Forward Looking Statements

This press release contains forward-looking statements relating to, among other matters, our outlook for fiscal year 2016 and beyond. In some cases, you can identify forward-looking statements by terms such as “may,” “will,” “should,” “could,” “would,” “expects,” “plans,” “anticipates,” “believes,” “estimates,” “projects,” “predicts,” “potential” and similar expressions intended to identify forward-looking statements. These forward-looking statements are based on estimates, projections, beliefs, and assumptions and are not guarantees of future events or results. Actual future events and results could differ materially from the events and results indicated in these statements as a result of many factors, including, among others, (1) generate sufficient cash flow from our operations or other sources to fund our working capital needs and growth initiatives; (2) maintain good relationships with our lenders; (3) comply with the terms of our loan agreements; (4) successfully introduce and attain market acceptance of any new products and/or enhancements of existing products including HomeView; (5) attract and retain qualified personnel; (6) prevent obsolescence of our technologies; (7) maintain agreements with our critical software vendors; (8) secure renewals of existing software maintenance contracts, as well as contracts with new maintenance customers; and (9) secure new business, both from existing and new customers.

These and other additional factors that may cause actual future events and results to differ materially from the events and results indicated in the forward-looking statements above are set forth more fully under “Risk Factors” in the Company’s Annual Report on Form 10-K for the fiscal year ended May 31, 2015 and the Form 10-Q’s for the three month periods ended August 31, 2015 and November 30, 2015, each as filed with the U.S. Securities and Exchange Commission. The Company undertakes no obligation to update these forward-looking statements to reflect actual results, changes in assumptions or changes in other factors that may affect such forward-looking statements.
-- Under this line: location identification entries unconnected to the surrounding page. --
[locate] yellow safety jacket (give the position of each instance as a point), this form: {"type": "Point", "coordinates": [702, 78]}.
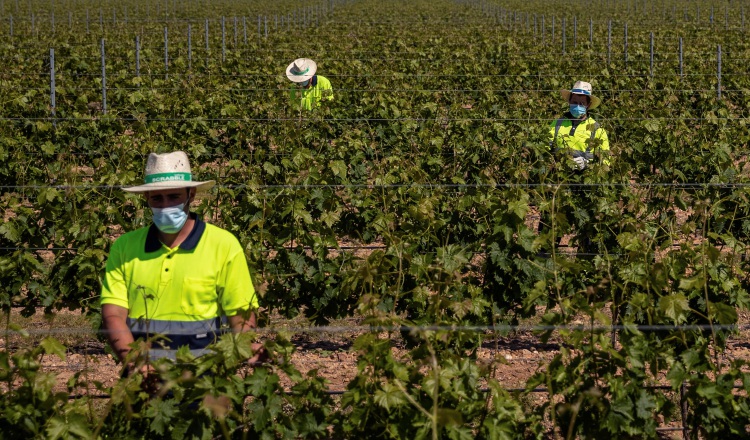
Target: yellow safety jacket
{"type": "Point", "coordinates": [310, 97]}
{"type": "Point", "coordinates": [580, 138]}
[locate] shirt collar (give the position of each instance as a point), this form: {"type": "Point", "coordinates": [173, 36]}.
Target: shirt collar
{"type": "Point", "coordinates": [152, 238]}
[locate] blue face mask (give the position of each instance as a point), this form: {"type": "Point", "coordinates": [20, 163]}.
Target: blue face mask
{"type": "Point", "coordinates": [577, 110]}
{"type": "Point", "coordinates": [170, 220]}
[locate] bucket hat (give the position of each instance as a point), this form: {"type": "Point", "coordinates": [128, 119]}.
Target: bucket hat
{"type": "Point", "coordinates": [581, 88]}
{"type": "Point", "coordinates": [169, 171]}
{"type": "Point", "coordinates": [301, 70]}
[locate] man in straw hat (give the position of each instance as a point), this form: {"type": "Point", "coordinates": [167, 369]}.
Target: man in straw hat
{"type": "Point", "coordinates": [576, 132]}
{"type": "Point", "coordinates": [579, 138]}
{"type": "Point", "coordinates": [180, 277]}
{"type": "Point", "coordinates": [309, 89]}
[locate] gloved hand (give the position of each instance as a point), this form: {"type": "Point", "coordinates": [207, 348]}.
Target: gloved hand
{"type": "Point", "coordinates": [581, 162]}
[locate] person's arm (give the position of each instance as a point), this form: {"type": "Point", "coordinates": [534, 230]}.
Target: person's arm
{"type": "Point", "coordinates": [120, 337]}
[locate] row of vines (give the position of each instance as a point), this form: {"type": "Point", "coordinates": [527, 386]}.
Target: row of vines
{"type": "Point", "coordinates": [412, 199]}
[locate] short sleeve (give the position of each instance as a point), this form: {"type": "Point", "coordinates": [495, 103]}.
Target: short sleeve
{"type": "Point", "coordinates": [237, 291]}
{"type": "Point", "coordinates": [114, 289]}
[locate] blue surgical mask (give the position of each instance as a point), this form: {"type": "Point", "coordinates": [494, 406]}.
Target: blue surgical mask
{"type": "Point", "coordinates": [577, 110]}
{"type": "Point", "coordinates": [170, 220]}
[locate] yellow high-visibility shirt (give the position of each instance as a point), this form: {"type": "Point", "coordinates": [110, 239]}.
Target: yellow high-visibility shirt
{"type": "Point", "coordinates": [184, 293]}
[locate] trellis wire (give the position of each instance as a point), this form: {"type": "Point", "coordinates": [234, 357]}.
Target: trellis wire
{"type": "Point", "coordinates": [501, 328]}
{"type": "Point", "coordinates": [434, 185]}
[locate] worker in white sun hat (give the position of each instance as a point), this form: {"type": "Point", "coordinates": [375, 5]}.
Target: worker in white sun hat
{"type": "Point", "coordinates": [309, 89]}
{"type": "Point", "coordinates": [180, 277]}
{"type": "Point", "coordinates": [576, 133]}
{"type": "Point", "coordinates": [578, 139]}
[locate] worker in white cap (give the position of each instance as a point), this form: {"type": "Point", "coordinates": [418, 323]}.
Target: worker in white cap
{"type": "Point", "coordinates": [581, 142]}
{"type": "Point", "coordinates": [181, 279]}
{"type": "Point", "coordinates": [309, 89]}
{"type": "Point", "coordinates": [576, 133]}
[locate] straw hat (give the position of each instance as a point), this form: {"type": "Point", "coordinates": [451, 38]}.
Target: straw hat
{"type": "Point", "coordinates": [169, 171]}
{"type": "Point", "coordinates": [581, 88]}
{"type": "Point", "coordinates": [301, 70]}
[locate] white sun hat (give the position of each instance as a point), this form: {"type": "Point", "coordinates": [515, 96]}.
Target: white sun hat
{"type": "Point", "coordinates": [169, 171]}
{"type": "Point", "coordinates": [301, 70]}
{"type": "Point", "coordinates": [581, 88]}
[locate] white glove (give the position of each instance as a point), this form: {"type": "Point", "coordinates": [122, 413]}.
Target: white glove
{"type": "Point", "coordinates": [581, 162]}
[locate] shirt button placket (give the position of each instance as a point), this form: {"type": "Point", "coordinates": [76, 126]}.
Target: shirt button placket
{"type": "Point", "coordinates": [166, 267]}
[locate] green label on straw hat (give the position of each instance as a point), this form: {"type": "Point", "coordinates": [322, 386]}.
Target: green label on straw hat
{"type": "Point", "coordinates": [169, 177]}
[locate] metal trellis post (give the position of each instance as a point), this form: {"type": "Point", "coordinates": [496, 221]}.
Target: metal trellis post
{"type": "Point", "coordinates": [104, 80]}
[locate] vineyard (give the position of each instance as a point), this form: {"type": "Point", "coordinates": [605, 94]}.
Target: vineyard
{"type": "Point", "coordinates": [409, 206]}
Use of Non-GAAP Financial Measures

In addition to financial measures prepared in accordance with generally accepted accounting principles (GAAP), this press release also contains non-GAAP financial measures. Specifically, the Company has presented EBITDA, which is defined as Net loss plus interest expense, tax expense, non-cash expenses such as depreciation and amortization, non-cash foreign currency losses (gains) and stock based compensation expense. The Company believes that the inclusion of EBITDA helps investors gain a meaningful understanding of the Company’s core operating results and enhances comparing such performance with prior periods, without the effect of non-operating expenses and non-cash expenditures. Management uses EBITDA, in addition to GAAP financial measures, as the basis for measuring our core operating performance and comparing such performance to that of prior periods. EBITDA is not meant to be considered superior to or a substitute for results of operations prepared in accordance with GAAP. Reconciliations of EBITDA to the most directly comparable GAAP financial measures are set forth in the text of, and the accompanying tables to, this press release.